Jammu Suraksha Yojana is the first initiative taken by a government department for general public security. It was launched by JMC Deputy Mayor Purnima Sharma, JMC Commissioner Pankaj Magotra KAS and officials from ITI Limited.

== The Scheme ==
Jammu Suraksha Yojana is initiated to secure the citizens of Jammu and to provide subsidized security solutions so that to make security affordable for the general public. Under Jammu Suraksha Yojana, the subscriber will get security services like Personal Security, Financial Security, and Civil Security. The subscriber has to pay Rs. 500 monthly and GST as applicable to avail Jammu Suraksha Yojana Scheme.

=== Personal Security ===
Jammu Municipal Corporation has taken a step further to secure every citizen of Jammu. In personal security, the subscriber will get:
1. High definition indoor camera and outdoor camera based on Artificial Intelligence.
2. The subscriber will also get two sets of Electro-magnetic waves based Wireless Door Sensors.

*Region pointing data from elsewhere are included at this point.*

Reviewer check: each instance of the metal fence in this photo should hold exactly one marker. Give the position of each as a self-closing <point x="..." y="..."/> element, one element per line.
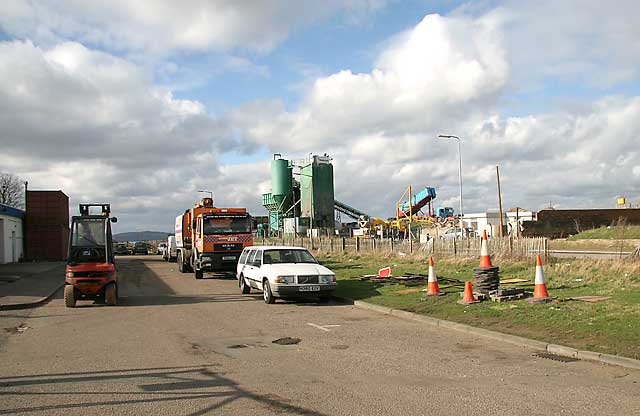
<point x="501" y="247"/>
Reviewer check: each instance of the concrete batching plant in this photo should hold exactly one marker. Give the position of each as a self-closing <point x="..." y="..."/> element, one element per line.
<point x="307" y="203"/>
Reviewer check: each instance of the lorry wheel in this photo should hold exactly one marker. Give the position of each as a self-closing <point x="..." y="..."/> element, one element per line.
<point x="244" y="287"/>
<point x="111" y="295"/>
<point x="181" y="266"/>
<point x="266" y="293"/>
<point x="69" y="296"/>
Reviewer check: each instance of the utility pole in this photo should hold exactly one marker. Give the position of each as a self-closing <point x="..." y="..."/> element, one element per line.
<point x="499" y="200"/>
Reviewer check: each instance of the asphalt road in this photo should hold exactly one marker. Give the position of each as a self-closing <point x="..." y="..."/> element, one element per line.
<point x="178" y="346"/>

=== Financial Security ===
The main motive to provide financial security to the citizen of Jammu is to stabilize the financial condition of the citizen in case of mishappening. In financial security, the subscriber will have life insurance cover up to Rs. 1,00,000 in case of Death.
=== Civil Security (SOS Alert) ===
REIT has introduced an SOS Alert application for Citizens of India to provide instant security and rescue help during criminal or civil incidents. When a person feels any kind of discomfort or insecurity or teasing on public or private places, he/she has to press the SOS Button and the application will start and send all details like Name, Phone number, Address, live Location and other required details to Police control Room and a police officer will be assigned to rescue the person within seconds according to the application prototype. Besides, the REIT SOS Alert app will also provide a free self-defense course to the needy to defend himself/herself in public and private places.

==Services==
- 2 Door sensors
- 2 sets of electromagnetic waves Wireless door sensor
- Artificial Intelligence High Definition Indoor Camera
- Cloud Monitoring
- Dedicated Customer Support
- Digital Security
- Financial support to the family in case of subscriber death and insurance up to 1 lacs.
- High Definition Outdoor camera
- High definition recording
- Immediate SOS alert to the Family and Civil Police
- Online view
- The recording time of 10-35 days
- Theft alert

== REIT Suvidha Centers ==
REIT India, under ITI Limited in collaboration with Jammu Municipal Corporation, has started various REIT Suvidha Centers to facilitate the subscribers. The REIT Suvidha Centers are started in every municipal ward of Jammu city. The applicant will have to visit the REIT Suvidha centers to avail government Scheme.